Pour son premier long-métrage documentaire, Emmanuel Gras a choisi avec Bovines (2011) de raconter la vie d'un troupeau de charolaises, des paturages à l'abattoir. Il revient sur son choix d'un sujet pas banal, entre curiosité et tendresse pour ces bêtes qui font tellement partie du paysage qu'on en oublierait leur existence.

On me demande souvent comment j’ai pu avoir l’idée de faire un film sur les vaches. De mon côté, avec un peu de mauvaise foi, je me demande plutôt pourquoi c’est si étonnant.

On réalise des films sur tous les animaux sauvages possibles, mais ces bêtes avec lesquelles nous avons une relation particulièrement intime puisqu’on les mange, ne semblent pas dignes de notre intérêt. Comme si le bétail n’avait pas d’histoire, pas de vie avant de devenir des steaks ou des saucisses. Et c’est précisément cette absence de connaissance qui m’a attiré, l’envie de savoir à quoi pouvait bien ressembler une vie de vache, cet animal qui représente l’essence de l’animal d’élevage : un être plus puissant que l’homme mais qui se laisse docilement dominerpar lui. J’ai eu alors envie de parler d’élevage, mais en me plaçant du côté des animaux.
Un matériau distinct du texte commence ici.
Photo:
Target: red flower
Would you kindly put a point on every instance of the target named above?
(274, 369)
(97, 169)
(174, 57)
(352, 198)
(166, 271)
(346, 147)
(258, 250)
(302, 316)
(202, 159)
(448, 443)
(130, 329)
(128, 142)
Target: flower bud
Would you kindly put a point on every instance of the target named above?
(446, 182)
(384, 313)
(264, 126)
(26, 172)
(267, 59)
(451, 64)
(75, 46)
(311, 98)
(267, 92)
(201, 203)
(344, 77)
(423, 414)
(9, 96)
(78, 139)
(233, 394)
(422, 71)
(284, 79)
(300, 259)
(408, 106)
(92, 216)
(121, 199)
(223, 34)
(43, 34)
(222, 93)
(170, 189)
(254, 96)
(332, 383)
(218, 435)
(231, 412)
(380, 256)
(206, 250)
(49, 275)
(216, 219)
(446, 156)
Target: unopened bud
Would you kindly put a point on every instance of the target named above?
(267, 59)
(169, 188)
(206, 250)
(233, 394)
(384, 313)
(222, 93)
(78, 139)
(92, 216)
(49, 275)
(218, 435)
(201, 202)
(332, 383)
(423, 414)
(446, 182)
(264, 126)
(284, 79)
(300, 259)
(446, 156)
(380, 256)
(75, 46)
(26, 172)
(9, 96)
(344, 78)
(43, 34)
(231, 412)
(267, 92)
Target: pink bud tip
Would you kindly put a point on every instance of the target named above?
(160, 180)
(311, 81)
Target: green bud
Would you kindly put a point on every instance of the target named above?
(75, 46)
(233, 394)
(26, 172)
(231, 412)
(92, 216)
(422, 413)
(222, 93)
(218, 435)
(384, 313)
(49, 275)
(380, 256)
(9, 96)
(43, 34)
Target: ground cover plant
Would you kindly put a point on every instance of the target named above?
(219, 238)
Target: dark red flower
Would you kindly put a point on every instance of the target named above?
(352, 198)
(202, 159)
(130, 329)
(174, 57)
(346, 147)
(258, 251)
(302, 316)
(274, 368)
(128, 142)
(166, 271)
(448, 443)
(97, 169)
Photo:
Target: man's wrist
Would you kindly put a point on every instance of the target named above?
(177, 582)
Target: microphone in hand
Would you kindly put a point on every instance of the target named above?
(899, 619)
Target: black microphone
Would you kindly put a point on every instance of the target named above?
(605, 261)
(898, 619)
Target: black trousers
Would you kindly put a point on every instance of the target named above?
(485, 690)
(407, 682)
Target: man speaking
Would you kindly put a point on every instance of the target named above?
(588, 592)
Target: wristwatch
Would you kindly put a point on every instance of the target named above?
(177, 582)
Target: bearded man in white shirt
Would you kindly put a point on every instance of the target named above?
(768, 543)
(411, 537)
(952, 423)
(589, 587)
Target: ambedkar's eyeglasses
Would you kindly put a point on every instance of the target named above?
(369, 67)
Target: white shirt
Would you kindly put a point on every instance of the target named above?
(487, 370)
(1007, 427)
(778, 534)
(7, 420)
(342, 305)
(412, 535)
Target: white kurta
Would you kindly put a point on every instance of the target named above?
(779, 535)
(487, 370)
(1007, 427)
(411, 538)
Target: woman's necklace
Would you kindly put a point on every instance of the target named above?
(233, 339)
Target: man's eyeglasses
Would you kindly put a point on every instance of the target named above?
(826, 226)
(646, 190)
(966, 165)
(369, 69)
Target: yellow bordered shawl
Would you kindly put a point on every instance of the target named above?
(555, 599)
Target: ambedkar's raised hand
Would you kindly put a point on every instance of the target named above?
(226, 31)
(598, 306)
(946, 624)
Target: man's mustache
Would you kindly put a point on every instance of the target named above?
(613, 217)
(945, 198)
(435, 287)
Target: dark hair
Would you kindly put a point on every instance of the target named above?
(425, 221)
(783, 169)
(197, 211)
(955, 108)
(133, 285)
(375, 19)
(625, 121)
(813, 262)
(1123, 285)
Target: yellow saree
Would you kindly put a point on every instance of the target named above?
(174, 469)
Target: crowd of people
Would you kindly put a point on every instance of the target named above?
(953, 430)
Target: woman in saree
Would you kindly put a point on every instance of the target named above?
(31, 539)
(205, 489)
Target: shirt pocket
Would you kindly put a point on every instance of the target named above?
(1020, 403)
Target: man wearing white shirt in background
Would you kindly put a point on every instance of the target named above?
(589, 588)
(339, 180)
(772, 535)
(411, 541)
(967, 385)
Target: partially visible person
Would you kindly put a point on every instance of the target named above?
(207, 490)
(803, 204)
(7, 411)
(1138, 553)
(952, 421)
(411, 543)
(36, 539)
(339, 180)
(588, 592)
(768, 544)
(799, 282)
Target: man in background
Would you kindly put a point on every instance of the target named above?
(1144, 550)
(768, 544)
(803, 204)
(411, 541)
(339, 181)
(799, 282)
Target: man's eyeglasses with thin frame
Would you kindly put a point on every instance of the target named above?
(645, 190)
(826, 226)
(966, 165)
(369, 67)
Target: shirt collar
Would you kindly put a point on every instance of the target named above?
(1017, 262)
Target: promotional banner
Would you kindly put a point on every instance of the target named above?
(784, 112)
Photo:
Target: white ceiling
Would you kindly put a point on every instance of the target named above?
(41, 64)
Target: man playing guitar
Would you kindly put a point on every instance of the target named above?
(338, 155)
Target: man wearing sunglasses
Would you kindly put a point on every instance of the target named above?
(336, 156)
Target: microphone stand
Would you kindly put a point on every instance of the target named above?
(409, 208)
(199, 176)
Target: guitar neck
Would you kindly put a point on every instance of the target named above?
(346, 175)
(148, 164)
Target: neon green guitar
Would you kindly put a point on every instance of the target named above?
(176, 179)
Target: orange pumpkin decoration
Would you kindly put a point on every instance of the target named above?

Ensuite, en essayant de faire un film là-dessus, le défi est rapidement devenu vertigineux : pour nous humains, le quotidien des vaches se résume à peu de chose, brouter, dormir, ruminer. Pour réussir à le raconter, il fallait se poser des questions de cinéma. Il était évident dès le départ du projet qu’il n’y aurait pas de voix-off, de discours posé sur l’animal.

Je voulais que l’on s’en approche par les sensations, des choses très basiques : sentir la matière de l’herbe qu’elles mangent, frissonner sous la pluie, profiter du soleil avec elles, rentrer ainsi dans une autre temporalité, celle de l’animal, s’intéresser à des détails qui n’attirent pas habituellement notre attention. Il fallait changer de regard. Non pas penser comme une vache, mais essayer de ressentir comme une vache, se mettre dans la peau de la bête et rendre l’univers sensible dans lequel elles vivent. Et le cinéma permet cela : par le son et l’image, nous donner à voir ce que l’on ne regarde pas, rendre la réalité du monde plus intense parce qu’on y est plus attentif.

Les vaches sont, pour moi, des êtres étranges.

Elles mènent leur vie avec une nonchalance fascinante. J’ai le sentiment qu’il y a comme un bonheur caché là-dedans, une manière d’être tranquille avec le monde que je trouve attirante. J’ai voulu retrouver dans ce regard émerveillé par le monde, quelque chose de très enfantin, très direct.